The sirens screamed then, drowned any words. Danny remembered; he’d heard them before, hadn’t listened, hadn’t worried because they’d been far away. They’d gone silent, or he’d stopped hearing. Now they wailed, panicked and hungry, lamenting, thrumming against his eardrums, spikes of noise that entered his head and echoed, bounced about in his skull. The dim streetlights exploded into brightness that made all shadows stark and clean, the rain slashing diamond spears.

 

In this light he saw the man’s face, how his cheeks were pitted with the scars of a red rash, how his eyelids were folded down, swelling sores against his eyes. Bile came into Danny’s throat again and he was swallowing puke, retching as shudders of disgust ran through him, as his skin crawled and he remembered the warm heaviness of the man’s body against his, how a breath had raised up the little hairs on his neck.

 

Sick, sick man, outcast and running, a Trick, a disease, a dead-man walking.

 

A series of sharp cracks, echoed instantly from the walls, deafening even above the sirens and the man grew himself a third, bloody eye. It winked, leered, dribbled out gobs of red. The two brown eyes beneath it pleaded for something, for a moment more, for life. His mouth fell open, jaw hanging loose. Crack again and one of the brown eyes vanished into black.

 

“Run,” the man groaned as he dropped onto one knee. His body was too heavy for him, a slack and dragging weight.
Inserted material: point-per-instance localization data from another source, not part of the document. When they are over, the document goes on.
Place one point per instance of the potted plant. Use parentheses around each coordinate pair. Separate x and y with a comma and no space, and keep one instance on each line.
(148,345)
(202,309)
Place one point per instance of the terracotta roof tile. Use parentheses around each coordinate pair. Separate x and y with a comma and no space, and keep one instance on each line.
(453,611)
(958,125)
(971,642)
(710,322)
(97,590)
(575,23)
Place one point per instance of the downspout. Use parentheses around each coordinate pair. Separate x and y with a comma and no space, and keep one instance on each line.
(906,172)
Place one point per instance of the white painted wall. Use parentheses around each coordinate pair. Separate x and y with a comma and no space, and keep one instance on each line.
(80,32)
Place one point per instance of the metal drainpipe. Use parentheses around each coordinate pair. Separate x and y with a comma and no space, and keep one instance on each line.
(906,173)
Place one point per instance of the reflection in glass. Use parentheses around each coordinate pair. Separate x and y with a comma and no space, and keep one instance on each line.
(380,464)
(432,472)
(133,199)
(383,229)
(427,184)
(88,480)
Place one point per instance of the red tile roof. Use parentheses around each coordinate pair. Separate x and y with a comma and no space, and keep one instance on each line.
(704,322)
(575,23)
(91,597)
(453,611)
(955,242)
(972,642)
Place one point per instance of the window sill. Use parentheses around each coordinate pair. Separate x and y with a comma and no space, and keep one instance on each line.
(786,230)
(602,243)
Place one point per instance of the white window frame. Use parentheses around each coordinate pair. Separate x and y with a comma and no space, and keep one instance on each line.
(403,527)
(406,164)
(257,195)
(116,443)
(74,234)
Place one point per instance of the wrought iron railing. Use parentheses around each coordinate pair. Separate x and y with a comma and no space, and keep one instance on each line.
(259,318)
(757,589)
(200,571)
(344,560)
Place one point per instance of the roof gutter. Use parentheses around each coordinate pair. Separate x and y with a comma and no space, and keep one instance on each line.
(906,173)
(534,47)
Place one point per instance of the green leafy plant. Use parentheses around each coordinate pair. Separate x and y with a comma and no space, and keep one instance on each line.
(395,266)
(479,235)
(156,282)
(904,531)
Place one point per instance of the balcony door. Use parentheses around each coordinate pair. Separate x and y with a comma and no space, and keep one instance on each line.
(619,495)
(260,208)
The sound he made when he dropped was the crack of broken bone. He still stared at Danny, kept him fixed to the spot. How could he run, with someone looking at him like that? Like all the world, the rain, and flow of blood would stop.”You’ll run...”

 

Another crack, a light dimmed and Danny ran. There was something on his lips that wasn’t rain. Rain washed and he spat, but still he could taste the blood.